El bandido Quesada

francisco de quesada

En la ciudad de Trujillo, durante el reinado de Carlos III, se hizo célebre un joven hidalgo, tan enérgico y valiente como poco reflexivo. Se llamaba Francisco de Quesada, y era el hijo de una familia tradicional de la localidad, (de la estirpe del conquistador Luís de Alvarado) que tenía una casona cerca de la plaza de los Moritos. El joven, con una posición desahogada, destacaba en todos los juegos de fuerza y habilidad y además, su nobleza, unida a su belleza y desparpajo, le habían convertido en un personaje popular, especialmente entre las mujeres.

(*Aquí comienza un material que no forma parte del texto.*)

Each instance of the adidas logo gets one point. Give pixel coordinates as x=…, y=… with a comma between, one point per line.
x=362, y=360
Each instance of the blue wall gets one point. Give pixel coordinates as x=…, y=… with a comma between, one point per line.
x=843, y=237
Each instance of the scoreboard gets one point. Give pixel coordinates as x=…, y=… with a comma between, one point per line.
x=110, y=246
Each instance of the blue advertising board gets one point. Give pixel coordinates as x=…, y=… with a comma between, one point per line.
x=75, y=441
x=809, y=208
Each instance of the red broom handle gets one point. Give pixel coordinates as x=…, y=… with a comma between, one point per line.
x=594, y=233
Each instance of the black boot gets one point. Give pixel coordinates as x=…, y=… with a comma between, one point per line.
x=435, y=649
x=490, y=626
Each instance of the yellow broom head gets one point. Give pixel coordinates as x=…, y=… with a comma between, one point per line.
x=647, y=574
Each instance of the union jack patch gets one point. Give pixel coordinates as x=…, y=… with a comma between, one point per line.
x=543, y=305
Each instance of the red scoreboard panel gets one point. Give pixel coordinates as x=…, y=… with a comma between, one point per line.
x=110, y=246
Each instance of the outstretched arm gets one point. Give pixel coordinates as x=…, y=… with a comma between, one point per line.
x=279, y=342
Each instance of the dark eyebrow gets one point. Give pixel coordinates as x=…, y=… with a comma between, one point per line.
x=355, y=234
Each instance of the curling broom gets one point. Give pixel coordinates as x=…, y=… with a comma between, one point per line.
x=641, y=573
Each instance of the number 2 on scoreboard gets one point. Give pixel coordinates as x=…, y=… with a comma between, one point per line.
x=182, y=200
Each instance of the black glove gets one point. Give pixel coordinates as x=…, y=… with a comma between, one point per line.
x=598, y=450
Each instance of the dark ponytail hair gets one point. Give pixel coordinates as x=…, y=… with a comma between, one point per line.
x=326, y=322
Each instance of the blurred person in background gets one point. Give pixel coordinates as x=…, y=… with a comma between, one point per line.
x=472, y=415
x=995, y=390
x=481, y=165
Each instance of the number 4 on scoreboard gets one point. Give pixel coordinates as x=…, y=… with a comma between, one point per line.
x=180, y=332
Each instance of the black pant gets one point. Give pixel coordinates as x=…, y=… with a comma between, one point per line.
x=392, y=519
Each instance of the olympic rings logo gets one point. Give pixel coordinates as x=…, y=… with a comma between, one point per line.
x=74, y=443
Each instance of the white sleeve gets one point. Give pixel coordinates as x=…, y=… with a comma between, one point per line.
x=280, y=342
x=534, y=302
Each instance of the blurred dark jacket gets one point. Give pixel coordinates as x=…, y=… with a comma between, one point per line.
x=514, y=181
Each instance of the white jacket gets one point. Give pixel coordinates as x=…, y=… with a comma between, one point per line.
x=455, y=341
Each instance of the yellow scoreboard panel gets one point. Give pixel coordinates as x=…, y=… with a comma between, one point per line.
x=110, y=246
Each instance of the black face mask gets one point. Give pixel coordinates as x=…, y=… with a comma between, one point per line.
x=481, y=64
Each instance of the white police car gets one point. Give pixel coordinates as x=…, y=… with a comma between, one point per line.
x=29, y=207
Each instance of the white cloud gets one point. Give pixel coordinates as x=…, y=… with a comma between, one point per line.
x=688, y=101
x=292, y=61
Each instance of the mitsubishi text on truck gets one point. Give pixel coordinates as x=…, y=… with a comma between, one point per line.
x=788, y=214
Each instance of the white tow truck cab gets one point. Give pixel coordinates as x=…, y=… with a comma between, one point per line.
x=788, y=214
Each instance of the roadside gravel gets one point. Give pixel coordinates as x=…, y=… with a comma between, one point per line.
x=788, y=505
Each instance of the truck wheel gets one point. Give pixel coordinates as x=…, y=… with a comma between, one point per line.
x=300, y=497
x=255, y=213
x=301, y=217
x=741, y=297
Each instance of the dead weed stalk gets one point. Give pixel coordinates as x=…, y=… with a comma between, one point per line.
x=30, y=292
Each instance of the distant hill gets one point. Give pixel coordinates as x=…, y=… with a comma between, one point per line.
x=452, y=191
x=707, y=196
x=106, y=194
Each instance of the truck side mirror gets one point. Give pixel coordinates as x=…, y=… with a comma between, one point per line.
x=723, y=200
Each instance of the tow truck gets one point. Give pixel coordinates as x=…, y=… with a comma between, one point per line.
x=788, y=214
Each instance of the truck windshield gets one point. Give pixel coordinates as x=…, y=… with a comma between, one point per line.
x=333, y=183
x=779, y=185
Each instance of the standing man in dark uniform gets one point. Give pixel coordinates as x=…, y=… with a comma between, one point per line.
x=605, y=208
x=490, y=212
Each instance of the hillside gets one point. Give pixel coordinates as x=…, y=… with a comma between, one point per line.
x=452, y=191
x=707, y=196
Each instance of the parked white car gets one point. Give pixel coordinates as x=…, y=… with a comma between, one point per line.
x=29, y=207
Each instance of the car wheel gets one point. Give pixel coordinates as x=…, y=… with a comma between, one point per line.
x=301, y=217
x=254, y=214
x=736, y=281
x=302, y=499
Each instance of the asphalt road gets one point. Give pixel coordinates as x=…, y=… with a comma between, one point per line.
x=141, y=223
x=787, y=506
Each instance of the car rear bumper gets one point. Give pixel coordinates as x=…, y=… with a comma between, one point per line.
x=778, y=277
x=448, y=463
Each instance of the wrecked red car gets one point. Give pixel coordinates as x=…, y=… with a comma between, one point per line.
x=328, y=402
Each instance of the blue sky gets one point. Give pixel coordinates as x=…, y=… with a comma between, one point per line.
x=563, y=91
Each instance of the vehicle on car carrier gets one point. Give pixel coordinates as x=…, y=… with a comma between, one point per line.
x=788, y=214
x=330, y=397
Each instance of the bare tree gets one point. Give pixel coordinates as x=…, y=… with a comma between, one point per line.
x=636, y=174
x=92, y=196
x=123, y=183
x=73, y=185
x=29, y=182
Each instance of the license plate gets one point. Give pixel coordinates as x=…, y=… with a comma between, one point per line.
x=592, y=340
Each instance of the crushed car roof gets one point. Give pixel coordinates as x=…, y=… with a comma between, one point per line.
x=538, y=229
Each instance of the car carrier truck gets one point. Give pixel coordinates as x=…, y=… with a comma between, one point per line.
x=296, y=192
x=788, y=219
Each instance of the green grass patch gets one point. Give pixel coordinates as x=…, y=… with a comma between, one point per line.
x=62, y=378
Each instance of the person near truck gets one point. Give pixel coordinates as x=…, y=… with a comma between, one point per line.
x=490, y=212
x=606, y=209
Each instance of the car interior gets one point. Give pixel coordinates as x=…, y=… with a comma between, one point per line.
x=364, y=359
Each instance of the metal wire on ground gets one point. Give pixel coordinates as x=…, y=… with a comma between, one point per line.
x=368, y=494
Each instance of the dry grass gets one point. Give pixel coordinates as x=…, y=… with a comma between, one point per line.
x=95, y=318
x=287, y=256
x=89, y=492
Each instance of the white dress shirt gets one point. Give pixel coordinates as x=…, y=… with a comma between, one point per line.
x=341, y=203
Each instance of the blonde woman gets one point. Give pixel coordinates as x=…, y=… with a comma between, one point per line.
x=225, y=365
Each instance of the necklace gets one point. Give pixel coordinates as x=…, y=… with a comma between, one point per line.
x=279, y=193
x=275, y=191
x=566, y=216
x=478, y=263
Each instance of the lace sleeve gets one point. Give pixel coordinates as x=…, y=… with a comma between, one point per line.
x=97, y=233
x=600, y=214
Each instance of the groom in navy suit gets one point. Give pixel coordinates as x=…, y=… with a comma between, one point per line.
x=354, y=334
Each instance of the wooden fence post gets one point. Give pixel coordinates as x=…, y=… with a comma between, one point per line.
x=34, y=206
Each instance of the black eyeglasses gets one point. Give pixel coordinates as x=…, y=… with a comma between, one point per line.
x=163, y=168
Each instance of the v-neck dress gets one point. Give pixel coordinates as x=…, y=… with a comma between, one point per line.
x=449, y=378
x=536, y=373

Un jueves por la mañana, Quesada, después de dejar unos carneros en el degolladero municipal, se acercó al mercado que semanalmente se celebraba en la Plaza Mayor de Trujillo. Allí, mientras hablaba con unos y con otros e iba de puesto en puesto, vio cómo el regidor de abastos, López, obligaba a una anciana a marcharse con sus mercancías. Con curiosidad, le preguntó al munícipe por las circunstancias del desalojo, a lo que éste le respondió de forma desdeñosa y ofensiva.

plaza mayor trujillo
Plaza Mayor

La anciana aprovechó la interrupción para empezar a dar voces, denunciando que ella ya había pagado la tasa para vender pero que el concejal le había exigido un soborno adicional para permanecer en el mercado. A Francisco se le subió la sangre a la cabeza y se puso a empujar al regidor que, al ser mucho menos corpulento, pronto quedó a su merced y, asustado, prometió permitir que la anciana siguiera vendiendo.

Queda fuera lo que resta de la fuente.